We formulate the task of motion retargeting as the translation between two domains. We adopt two multi-layer perceptron (MLP) encoders ( $Q_{h}$ , $Q_{r}$ ) to project the human and robot poses to a shared representation space, respectively. This way, $Q_{h}$ projects $\mathbf{x}_{h}\in\mathbb{R}^{J_{h}\times n}$ to $z\in\mathbb{R}^{d}$ while $Q_{r}$ translates $\mathbf{x}_{r}\in\mathbb{R}^{J_{r}\times s}$ to $z\in\mathbb{R}^{d}$ . Given a human pose $\mathbf{x}_{h}$ , our shared latent space is used as a bridge to generate $\mathbf{x}_{r}$ while conserving its similarity defined in Section III-B.

We propose to learn the retargeting function $f:\mathbf{x}_{h}\longmapsto\mathbf{x}_{r}$ without any paired human and robot motion data. Inspired by the recent success of contrastive learning methods (e.g., CLIP [27]), we propose to construct a shared latent space between two domains (here human and robot poses) in an unsupervised manner. Contrastive learning is a training technique that aims to learn from unlabeled data by comparing and contrasting different instances according to given similarity metrics. To do that, a neural network is optimized to maximize the agreement between positive pairs (similar instances) and minimize the agreement between negative pairs (dissimilar instances).

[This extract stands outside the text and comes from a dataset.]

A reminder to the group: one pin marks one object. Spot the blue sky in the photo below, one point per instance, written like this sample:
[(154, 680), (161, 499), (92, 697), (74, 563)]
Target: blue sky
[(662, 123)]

Let us assume a large set of data that contains feasible human poses $\mathbf{x}_{h}$ and robot poses $\mathbf{x}_{r}$ . Our method randomly selects triplets of projections from these data instances. As shown in Figure 2, $\mathbf{x}_{h}^{i},\mathbf{x}_{h}^{j}$ and $\mathbf{x}_{r}^{k}$ are a triplet. Then, we first encode them to the shared latent space through $Q_{h}$ and $Q_{r}$ , respectively. For the encoded triplet ( $z^{i},z^{j},z^{k}$ ), $z^{i}$ is randomly selected as an anchor $z_{o}^{i}$ , which serves as the reference. We compute the global rotation distance $S_{GR}$ detailed in Equation 1 to obtain the similarity between our anchor pose $z_{o}^{i}$ and the two other poses ( $z^{j},z^{k}$ ). The dissimilar $z^{j}$ is a negative sample $z_{-}^{j}$ while $z^{k}$ is a positive sample $z_{+}^{k}$ .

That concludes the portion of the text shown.